Lord fucking help me from over-protective men.

Moving fast before he can stop me, I duck under his arm and force my way in front of him. I push my back against him, which knocks him slightly off balance. His arm goes around my waist, and I know he’s getting ready to toss me behind him again.

“Stop!” I scream so loudly that I wouldn’t be surprised if the windows rattled. I feel the heat of Wild Man’s glower on the back of my head, but shockingly, he doesn’t try to shield me again. He just wraps his arm around my waist and pulls me back against him so tightly, a whoosh of air leaves my lungs.

Joe’s moved his arm to the side so the gun isn’t pointed at me. With his closed mouth and the slightly uncomfortable expression on his face, it reminds me that I’m butt naked. I grab the robe at the end of my bed and hold it up in front of me.

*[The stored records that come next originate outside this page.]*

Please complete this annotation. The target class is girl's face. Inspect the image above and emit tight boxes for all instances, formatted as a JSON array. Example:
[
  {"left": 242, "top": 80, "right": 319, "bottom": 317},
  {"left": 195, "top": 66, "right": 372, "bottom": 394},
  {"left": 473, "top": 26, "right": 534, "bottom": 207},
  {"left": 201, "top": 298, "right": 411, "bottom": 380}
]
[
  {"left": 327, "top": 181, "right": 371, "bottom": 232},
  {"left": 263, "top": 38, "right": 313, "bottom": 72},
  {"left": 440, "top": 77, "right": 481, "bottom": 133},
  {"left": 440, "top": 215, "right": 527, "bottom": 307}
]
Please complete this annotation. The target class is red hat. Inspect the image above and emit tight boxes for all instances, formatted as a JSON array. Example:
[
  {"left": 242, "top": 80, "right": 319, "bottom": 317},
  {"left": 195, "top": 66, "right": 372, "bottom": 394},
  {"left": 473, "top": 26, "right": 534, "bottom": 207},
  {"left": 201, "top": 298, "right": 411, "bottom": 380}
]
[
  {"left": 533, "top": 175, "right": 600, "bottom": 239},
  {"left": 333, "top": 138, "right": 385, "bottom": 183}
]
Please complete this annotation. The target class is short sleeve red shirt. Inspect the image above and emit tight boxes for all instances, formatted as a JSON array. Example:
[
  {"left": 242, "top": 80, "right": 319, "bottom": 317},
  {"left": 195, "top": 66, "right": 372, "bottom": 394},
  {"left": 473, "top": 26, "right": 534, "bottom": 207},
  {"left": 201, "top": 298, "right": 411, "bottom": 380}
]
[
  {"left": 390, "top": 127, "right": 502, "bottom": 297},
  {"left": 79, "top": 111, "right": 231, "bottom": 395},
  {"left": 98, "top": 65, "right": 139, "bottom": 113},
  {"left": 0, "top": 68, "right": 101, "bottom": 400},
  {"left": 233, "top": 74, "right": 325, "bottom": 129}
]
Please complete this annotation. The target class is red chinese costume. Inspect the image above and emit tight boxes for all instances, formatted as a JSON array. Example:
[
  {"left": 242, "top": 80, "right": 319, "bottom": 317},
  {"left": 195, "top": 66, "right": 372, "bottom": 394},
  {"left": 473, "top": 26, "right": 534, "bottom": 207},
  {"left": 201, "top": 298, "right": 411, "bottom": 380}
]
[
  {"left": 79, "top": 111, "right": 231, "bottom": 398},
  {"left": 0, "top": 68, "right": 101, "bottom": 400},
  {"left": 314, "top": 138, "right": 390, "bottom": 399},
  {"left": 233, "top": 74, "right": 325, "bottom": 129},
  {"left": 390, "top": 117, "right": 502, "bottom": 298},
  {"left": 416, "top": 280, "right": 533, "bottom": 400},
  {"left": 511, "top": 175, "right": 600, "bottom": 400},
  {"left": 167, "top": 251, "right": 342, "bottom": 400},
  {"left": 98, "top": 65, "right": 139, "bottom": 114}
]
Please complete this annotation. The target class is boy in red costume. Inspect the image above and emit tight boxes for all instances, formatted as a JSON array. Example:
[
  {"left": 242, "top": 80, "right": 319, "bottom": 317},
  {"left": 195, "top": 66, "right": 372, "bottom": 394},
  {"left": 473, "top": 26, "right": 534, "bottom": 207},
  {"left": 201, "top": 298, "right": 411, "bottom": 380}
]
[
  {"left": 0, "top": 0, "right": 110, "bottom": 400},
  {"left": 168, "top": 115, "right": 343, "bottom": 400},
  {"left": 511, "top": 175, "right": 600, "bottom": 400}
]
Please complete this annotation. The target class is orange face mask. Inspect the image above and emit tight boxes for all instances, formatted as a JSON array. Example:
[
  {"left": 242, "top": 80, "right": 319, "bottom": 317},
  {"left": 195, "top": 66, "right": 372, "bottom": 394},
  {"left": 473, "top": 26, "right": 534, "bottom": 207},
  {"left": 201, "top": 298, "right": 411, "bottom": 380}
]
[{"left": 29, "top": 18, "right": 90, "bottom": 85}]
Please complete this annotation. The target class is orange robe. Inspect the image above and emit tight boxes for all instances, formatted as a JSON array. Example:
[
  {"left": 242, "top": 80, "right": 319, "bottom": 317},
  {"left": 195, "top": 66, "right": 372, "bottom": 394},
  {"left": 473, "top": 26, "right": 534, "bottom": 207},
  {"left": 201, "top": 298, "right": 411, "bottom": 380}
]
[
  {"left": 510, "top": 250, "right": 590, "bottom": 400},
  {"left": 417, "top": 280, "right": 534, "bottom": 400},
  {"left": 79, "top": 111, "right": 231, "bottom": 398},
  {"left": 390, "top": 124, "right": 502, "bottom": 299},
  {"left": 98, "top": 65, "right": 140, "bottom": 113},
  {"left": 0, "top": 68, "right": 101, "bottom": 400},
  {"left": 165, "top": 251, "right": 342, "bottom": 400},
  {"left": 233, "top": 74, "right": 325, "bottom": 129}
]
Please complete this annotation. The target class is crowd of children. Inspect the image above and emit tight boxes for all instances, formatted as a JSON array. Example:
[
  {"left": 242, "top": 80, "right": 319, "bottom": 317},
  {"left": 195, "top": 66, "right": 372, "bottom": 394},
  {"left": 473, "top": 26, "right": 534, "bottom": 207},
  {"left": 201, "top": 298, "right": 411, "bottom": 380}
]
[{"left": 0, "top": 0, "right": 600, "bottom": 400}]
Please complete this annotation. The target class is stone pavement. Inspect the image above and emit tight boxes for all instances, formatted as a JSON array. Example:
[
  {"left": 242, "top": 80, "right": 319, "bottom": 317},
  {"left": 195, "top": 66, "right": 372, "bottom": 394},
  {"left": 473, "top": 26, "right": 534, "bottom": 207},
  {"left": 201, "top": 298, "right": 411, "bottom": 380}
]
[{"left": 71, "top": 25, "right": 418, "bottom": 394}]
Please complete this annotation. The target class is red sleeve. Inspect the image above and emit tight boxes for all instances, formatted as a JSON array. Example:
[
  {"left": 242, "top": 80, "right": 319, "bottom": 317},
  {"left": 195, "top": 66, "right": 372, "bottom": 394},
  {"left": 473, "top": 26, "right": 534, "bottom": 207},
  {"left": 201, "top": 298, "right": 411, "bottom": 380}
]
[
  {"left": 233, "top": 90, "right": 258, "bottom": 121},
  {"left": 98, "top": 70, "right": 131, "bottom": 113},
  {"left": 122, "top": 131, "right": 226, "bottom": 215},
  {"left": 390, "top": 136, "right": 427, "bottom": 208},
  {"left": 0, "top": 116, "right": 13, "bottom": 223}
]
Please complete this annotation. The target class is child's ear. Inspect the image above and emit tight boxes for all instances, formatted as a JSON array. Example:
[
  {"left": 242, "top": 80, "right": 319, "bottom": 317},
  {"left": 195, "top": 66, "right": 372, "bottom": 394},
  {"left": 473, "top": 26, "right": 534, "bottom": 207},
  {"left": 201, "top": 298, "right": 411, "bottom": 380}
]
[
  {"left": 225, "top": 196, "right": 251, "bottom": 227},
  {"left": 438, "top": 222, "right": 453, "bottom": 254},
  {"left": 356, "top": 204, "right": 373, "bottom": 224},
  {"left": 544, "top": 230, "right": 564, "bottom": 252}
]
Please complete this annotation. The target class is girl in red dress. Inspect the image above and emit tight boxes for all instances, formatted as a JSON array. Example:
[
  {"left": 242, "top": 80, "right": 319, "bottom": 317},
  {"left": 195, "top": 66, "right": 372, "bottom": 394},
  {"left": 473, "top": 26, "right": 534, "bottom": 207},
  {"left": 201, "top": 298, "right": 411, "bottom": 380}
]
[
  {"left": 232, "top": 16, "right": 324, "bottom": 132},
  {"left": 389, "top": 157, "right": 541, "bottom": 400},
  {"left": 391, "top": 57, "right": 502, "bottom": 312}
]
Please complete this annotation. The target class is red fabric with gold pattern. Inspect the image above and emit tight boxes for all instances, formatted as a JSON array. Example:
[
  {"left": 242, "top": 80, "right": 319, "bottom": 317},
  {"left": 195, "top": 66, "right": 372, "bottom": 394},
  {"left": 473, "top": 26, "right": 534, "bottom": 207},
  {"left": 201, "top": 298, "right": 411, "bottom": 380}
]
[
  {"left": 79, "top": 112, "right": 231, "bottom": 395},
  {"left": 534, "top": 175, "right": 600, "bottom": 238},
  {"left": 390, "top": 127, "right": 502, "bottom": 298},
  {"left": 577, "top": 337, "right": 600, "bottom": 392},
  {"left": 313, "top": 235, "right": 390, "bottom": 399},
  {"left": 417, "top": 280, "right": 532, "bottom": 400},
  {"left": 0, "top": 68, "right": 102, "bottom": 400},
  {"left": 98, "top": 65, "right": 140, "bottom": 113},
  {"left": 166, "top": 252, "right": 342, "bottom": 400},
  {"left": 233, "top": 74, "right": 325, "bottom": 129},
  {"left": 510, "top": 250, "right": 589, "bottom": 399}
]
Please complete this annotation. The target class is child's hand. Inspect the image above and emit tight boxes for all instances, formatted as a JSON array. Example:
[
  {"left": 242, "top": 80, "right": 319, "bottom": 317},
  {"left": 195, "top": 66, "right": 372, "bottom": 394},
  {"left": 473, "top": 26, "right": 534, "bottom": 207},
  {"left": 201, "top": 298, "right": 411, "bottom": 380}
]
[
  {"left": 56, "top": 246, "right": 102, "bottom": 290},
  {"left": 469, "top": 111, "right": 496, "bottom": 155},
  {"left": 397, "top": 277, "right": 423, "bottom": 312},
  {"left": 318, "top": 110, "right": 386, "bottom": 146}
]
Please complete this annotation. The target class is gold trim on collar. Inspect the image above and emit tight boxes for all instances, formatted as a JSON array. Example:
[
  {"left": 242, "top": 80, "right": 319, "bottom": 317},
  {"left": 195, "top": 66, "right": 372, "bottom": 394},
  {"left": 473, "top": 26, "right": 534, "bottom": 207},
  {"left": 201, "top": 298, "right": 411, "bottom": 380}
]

“You can’t kill him, Joe,” I tell him.

“The hell I can’t. He needs to pay for what he put you through. If I don’t do it, one of the others will and you know that.”

“And do you know what happens if you or they do?” I ask.

“What?” he grates out.

I put my hand on my lower stomach, just under Wild Man’s arm. “You kill the father of my unborn child.”

* * *

I’m dressed in a pair of black leggings and an oversized t-shirt. My long mass of hair is tossed up haphazardly on top of my head. Wild Man wears a pair of jeans and a dark-blue t-shirt. It’s weird seeing him in clothes, but not in a bad way. I’m obsessed with his naked body, but he looks just as sexy in ratty jeans that hug his lean hips and sculpted ass.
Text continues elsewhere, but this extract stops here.